27 February 2007

Book Review: Tess of the D'Urbervilles by Thomas Hardy

>P? Winter Classics Reading Challenge #4
2007 TBR Challenge #2

Tess of the D’Urbervilles When the Durbeyfields are left facing worse than their usual financial hardship after the death of their only horse, eldest daughter Tess is sent to ‘claim kin’ with the wealthy D’Urbervilles, the family of which her father is a distant descendant. But these D’Urbervilles are impostors, and Alec D’Urberville leaves Tess’s reputation in ruins. After the brief life of her illegitimate child she leaves her home, determined never to marry and burden a husband with her shame. But at Talbothays Dairy her love for the minister’s son Angel Clare overcomes that resolve. When she tells him her secret, he cannot manage to forgive her, and his abandonment of her precipitates her tragic ending.

The phrase that sprang to mind when thinking of Tess was one that I must once have read somewhere: ‘buffeted by the winds of fate’. She wanders around the countryside reacting to events and the actions of others, and when she finally does do something she only hastens the end of the tragedy.

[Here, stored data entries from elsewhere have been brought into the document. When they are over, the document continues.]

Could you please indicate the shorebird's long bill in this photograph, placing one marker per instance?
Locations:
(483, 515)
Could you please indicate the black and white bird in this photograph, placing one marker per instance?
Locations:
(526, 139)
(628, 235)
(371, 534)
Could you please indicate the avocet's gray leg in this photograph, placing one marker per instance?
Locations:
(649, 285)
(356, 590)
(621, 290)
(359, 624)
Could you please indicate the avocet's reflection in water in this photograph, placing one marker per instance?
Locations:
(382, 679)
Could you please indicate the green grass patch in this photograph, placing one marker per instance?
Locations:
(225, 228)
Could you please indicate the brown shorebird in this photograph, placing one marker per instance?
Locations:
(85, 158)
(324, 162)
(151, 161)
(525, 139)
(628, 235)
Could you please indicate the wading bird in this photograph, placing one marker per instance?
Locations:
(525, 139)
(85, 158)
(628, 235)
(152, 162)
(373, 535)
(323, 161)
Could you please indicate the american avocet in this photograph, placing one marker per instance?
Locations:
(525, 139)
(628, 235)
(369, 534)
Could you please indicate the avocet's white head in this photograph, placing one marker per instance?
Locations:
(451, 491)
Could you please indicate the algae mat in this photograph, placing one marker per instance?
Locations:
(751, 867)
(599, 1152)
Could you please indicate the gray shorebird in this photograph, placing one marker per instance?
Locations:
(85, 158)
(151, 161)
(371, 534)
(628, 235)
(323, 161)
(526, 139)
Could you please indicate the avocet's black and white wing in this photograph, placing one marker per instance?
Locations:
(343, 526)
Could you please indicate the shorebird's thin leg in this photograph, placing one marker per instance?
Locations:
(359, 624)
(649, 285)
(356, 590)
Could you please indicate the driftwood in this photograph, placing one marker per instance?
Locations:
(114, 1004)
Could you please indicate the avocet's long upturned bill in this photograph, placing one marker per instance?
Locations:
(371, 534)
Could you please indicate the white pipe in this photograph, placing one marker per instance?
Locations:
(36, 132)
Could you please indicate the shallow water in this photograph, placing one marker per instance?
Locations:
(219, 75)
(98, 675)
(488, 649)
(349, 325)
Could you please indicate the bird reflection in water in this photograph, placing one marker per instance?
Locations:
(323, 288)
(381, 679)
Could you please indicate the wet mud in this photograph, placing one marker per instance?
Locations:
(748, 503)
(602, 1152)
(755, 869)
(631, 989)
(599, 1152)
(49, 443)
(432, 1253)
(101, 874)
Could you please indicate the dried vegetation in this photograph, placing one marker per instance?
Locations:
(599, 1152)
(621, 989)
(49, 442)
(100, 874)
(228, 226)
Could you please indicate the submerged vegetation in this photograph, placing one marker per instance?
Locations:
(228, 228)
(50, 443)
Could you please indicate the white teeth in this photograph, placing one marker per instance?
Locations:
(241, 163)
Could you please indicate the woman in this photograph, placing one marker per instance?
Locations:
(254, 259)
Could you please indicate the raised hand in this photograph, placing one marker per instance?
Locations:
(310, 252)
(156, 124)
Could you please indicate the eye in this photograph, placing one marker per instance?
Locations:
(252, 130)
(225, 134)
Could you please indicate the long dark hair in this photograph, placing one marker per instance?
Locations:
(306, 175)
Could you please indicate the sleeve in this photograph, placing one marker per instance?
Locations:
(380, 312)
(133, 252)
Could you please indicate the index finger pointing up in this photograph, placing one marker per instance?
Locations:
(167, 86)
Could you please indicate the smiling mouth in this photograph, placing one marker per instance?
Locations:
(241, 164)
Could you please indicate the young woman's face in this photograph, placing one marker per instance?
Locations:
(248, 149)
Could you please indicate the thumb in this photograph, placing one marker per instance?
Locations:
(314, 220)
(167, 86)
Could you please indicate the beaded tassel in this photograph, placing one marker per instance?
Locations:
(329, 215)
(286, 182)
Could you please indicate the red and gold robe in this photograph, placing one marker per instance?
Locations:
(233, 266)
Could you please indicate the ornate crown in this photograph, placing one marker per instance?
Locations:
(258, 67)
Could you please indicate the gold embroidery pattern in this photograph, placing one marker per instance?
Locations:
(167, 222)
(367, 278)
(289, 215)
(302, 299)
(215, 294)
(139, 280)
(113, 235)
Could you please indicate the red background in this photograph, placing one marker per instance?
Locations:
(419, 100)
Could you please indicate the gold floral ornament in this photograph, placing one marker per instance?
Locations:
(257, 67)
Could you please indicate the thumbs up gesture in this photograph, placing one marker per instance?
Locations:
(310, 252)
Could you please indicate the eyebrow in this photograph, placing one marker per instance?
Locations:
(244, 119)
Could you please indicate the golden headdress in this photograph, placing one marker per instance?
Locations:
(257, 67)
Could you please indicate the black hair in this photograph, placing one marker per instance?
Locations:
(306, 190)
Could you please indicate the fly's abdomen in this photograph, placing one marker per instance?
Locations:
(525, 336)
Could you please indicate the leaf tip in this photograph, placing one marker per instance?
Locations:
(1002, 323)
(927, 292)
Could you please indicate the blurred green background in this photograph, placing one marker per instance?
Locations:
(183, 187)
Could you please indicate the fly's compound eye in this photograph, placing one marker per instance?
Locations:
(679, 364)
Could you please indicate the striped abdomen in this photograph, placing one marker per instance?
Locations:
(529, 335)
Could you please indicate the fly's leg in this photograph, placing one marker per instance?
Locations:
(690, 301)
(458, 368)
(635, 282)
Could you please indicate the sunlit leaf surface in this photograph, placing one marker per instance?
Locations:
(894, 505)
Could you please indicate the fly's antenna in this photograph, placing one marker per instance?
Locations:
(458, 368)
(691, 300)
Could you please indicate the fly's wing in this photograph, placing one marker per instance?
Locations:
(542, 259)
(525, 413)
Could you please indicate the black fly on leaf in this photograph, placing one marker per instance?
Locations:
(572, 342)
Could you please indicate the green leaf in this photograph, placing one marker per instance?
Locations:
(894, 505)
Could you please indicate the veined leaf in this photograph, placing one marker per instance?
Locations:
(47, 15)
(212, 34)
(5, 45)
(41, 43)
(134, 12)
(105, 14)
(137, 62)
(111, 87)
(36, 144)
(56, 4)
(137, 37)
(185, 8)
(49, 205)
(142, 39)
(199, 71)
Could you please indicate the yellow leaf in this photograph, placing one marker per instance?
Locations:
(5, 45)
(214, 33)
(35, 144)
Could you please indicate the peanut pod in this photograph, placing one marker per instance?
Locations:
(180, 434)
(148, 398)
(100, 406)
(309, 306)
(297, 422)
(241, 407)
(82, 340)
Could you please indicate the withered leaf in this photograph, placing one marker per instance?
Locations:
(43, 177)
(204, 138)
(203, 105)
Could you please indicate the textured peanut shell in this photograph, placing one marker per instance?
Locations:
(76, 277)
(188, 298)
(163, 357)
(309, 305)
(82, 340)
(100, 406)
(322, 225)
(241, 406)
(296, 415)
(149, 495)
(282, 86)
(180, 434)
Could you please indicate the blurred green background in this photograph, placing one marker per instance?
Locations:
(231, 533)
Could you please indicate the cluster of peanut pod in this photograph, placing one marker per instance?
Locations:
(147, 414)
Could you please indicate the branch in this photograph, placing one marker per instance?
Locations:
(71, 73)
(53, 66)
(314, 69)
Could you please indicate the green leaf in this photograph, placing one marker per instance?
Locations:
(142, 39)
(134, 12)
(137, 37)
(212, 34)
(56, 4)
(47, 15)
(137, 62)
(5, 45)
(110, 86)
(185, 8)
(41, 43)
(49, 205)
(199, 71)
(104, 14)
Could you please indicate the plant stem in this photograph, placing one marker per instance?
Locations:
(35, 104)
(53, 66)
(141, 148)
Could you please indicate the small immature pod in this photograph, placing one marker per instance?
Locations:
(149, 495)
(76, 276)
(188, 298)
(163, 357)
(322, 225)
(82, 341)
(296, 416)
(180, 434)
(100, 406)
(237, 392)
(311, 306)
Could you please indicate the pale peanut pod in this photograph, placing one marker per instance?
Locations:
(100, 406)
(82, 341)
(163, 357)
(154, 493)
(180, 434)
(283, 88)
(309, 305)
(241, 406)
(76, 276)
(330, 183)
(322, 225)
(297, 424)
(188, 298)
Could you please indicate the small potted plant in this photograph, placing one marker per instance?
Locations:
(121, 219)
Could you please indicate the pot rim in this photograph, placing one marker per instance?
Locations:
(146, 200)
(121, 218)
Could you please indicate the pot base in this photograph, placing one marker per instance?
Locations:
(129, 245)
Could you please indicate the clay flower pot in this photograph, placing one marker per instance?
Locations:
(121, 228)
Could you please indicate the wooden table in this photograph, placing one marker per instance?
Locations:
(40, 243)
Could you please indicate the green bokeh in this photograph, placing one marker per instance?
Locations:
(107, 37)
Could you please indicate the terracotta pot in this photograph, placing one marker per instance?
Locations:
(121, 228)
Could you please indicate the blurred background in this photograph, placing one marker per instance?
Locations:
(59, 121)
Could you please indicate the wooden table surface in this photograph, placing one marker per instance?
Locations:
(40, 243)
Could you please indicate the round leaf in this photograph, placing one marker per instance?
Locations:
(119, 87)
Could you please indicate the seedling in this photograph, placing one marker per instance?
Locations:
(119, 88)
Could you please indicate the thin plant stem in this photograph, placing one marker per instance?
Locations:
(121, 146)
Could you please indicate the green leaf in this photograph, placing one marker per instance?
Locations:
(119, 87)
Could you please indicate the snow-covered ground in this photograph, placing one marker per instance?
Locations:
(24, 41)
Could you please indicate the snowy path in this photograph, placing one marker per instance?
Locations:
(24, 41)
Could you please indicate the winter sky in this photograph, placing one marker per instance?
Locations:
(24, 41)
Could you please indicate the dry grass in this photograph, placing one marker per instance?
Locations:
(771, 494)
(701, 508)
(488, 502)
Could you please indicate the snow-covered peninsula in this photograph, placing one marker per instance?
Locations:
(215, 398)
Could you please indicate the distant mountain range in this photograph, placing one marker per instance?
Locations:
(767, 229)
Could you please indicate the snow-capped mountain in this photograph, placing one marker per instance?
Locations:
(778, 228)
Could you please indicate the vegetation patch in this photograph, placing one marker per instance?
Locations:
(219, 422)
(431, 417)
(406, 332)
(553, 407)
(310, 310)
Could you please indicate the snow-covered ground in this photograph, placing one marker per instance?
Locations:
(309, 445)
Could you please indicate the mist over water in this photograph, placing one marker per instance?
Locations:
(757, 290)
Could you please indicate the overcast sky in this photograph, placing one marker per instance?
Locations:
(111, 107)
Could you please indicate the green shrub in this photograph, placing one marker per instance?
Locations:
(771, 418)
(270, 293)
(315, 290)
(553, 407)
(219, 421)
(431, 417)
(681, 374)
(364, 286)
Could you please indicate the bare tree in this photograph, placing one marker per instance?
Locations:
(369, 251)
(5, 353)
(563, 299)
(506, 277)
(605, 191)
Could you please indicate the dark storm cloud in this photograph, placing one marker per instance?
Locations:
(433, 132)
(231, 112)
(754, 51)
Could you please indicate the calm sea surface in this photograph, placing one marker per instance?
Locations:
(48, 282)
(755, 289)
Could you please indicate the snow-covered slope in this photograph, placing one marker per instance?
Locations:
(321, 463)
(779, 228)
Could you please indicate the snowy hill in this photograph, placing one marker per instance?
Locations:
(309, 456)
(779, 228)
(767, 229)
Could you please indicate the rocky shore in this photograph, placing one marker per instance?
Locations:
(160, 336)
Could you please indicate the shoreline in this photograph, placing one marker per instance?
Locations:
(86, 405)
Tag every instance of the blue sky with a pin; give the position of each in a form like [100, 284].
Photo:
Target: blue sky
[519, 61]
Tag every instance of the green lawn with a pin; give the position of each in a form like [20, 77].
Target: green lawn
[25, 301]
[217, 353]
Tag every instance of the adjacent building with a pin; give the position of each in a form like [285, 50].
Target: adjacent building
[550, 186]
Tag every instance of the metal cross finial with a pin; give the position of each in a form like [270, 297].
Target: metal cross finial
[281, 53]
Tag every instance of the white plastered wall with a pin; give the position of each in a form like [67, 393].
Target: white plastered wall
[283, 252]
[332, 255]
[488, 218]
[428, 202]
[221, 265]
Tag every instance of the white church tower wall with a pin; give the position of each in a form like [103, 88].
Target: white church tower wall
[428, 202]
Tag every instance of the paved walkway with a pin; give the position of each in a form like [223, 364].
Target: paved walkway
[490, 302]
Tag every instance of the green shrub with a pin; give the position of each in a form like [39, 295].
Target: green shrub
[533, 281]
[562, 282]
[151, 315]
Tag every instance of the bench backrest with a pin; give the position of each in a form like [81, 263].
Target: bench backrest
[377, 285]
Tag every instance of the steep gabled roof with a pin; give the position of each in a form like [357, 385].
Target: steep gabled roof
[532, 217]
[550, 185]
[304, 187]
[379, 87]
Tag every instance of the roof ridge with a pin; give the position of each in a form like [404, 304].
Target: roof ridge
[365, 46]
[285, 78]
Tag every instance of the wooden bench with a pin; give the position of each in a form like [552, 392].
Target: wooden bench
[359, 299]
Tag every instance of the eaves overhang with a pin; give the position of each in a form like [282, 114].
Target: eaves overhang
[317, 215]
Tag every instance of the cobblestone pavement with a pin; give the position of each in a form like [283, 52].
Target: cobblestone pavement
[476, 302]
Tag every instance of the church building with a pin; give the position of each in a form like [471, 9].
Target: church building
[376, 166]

There were many points where things could have been changed by something not happening, or by her doing something, but few where her fate could have been averted by an event or by her lack of action. I think her passivity and her helplessness in the face of society and its double standards was Hardy’s intent, especially as he gave her a habit of dozing off at key points in the narrative. While I admired Hardy’s skill in creating the sense of inevitability, but her continual inaction began to wear on my nerves.

The other difficulties I had with the book originated with the two men in her life. When Tess discovered Alec’s conversion into an itinerant preacher, I nearly burst out laughing at Hardy’s plunge into soap-opera absurdity, until it became clear that it was only a passing phase. And Angel’s theological disagreements with his father and brothers still has me baffled, and in spite of the footnotes I’m not clear on the differences between the High, Low and Broad Churches. Between them they demonstrate the dichotomy that classifies women as saints or whores, and Hardy clearly shows that neither view works. Angel believes her to be truly the pure woman of the book’s ironic subtitle and cannot handle the discovery that his goddess has feet of clay. Tess’s relationship with Alec is based on force and coercion, and all the while he blames her or tempting him, and for his inability to stop thinking of her. Between them they bring about her downfall.

This was not a cheerful read, but it was moving and thought-provoking and a reading experience not to be missed.

Rating: A-

3 comments:

Bybee said...

Sometimes, I'd just love to jump into a book and slap the hell out of a character. Angel Claire is definitely on that list.

Amat Libris said...

I know that feeling!

Quillhill said...

"This was not a cheerful read, but it was moving and thought-provoking and a reading experience not to be missed."

That's an excellent summation of much of Hardy's writing. He was a brilliant novelist.